I am also delighted to note that the battle has largely been won for most species of pohutukawa and rata.
An important part of the work we are celebrating tonight has been pest control. Pest control is critical in protecting our native trees while they become established.
I want to acknowledge the late Sir Paul Callaghan for his vision for us to eliminate predators from our forests by 2040. Sir Paul likened this mission as New Zealand’s Apollo Programme – requiring focus and determination in order to succeed. In his mind, we could get there, if we put our mind to it.
As he said: “we cannot wait for someone else to organize this – we all have to become involved”.
The people here tonight have shown what is possible when people become involved. In saving the pohutukawa, you have not only helped rid our forests of pests, but your work has probably encouraged others to think about conserving our environment and becoming involved themselves.

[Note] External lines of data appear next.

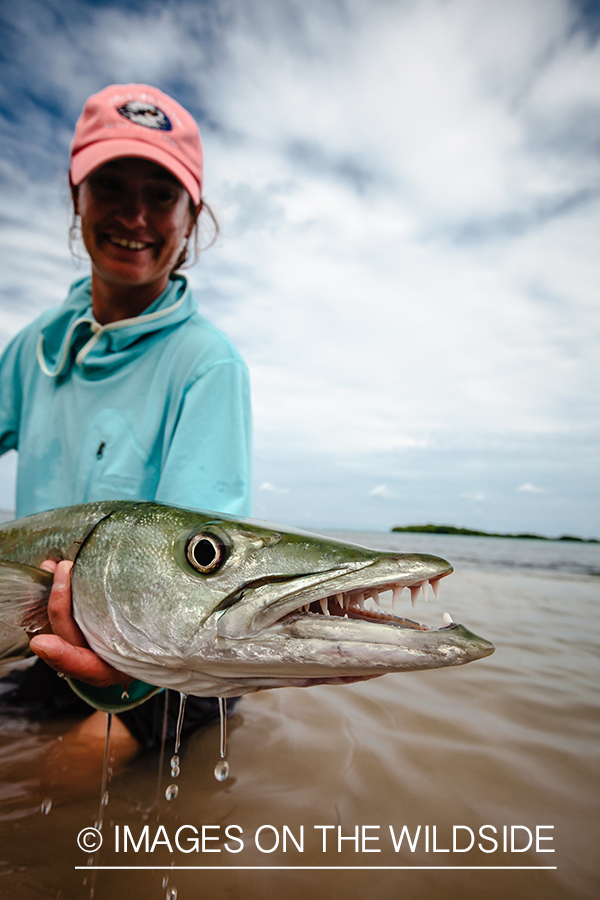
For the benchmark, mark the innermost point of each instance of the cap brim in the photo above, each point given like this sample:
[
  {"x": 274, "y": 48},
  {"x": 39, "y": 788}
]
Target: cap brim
[{"x": 94, "y": 155}]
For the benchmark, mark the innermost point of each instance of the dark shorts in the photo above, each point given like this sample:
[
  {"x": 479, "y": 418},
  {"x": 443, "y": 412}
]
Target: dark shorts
[{"x": 38, "y": 693}]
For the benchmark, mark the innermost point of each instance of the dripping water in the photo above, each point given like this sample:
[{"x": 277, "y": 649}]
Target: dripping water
[
  {"x": 106, "y": 772},
  {"x": 163, "y": 741},
  {"x": 172, "y": 790},
  {"x": 104, "y": 784},
  {"x": 222, "y": 767}
]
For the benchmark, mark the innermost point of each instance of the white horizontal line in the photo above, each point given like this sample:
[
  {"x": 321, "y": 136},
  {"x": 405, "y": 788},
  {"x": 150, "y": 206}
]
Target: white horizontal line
[{"x": 314, "y": 868}]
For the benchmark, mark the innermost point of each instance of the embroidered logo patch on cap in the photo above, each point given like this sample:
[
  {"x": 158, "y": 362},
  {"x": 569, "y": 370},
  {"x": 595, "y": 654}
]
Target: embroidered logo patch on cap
[{"x": 145, "y": 114}]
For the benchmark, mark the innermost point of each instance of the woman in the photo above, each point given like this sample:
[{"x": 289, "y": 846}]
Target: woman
[{"x": 126, "y": 391}]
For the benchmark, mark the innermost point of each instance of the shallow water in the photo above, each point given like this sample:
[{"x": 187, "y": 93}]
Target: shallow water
[{"x": 511, "y": 740}]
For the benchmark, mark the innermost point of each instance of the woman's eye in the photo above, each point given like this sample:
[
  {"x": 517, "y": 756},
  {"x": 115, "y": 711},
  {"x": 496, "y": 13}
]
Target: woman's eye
[
  {"x": 206, "y": 552},
  {"x": 161, "y": 196}
]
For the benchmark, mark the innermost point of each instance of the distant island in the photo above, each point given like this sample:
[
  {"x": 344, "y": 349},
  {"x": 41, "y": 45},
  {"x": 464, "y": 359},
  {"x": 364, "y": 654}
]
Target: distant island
[{"x": 451, "y": 529}]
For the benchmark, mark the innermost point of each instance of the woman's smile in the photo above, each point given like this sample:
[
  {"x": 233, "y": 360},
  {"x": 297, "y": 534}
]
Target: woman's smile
[{"x": 135, "y": 220}]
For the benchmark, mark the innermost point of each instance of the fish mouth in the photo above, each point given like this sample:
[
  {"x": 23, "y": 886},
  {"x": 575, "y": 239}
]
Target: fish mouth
[
  {"x": 367, "y": 594},
  {"x": 354, "y": 605}
]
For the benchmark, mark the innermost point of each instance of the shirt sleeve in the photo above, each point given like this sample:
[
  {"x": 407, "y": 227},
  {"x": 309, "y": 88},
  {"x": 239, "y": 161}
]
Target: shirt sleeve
[
  {"x": 208, "y": 462},
  {"x": 10, "y": 398}
]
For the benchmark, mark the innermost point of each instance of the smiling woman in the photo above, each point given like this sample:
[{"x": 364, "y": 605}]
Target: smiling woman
[
  {"x": 136, "y": 219},
  {"x": 126, "y": 391}
]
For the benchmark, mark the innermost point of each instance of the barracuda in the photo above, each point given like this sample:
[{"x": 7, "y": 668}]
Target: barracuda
[{"x": 216, "y": 606}]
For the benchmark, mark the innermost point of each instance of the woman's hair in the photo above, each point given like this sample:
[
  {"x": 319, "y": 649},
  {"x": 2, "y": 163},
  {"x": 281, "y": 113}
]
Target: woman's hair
[{"x": 198, "y": 233}]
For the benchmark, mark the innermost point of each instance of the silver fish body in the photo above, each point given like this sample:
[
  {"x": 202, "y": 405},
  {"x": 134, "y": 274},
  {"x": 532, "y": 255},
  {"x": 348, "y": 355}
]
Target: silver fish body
[{"x": 212, "y": 605}]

I also applaud the work you have been doing to encourage our schools to get involved by planting and caring for native trees and shrubs. If we can get the country’s young minds to care about our precious flora and fauna, we will have a better chance of winning our ecological battles in the future.
We need to capture the public’s imagination about the possibilities of change and what individuals can do to make a conservation difference. That is why I am delighted to host you conservation heroes. I hope that other New Zealanders will be inspired to work as you have done.
Congratulations to Project Crimson on reaching this 25 year milestone and for doing so much to save and preserve pohutukawa, rata and other native flora for our future generations.
Keep up your good work in our communities, in our schools and especially in our forests. Your commitment is precious.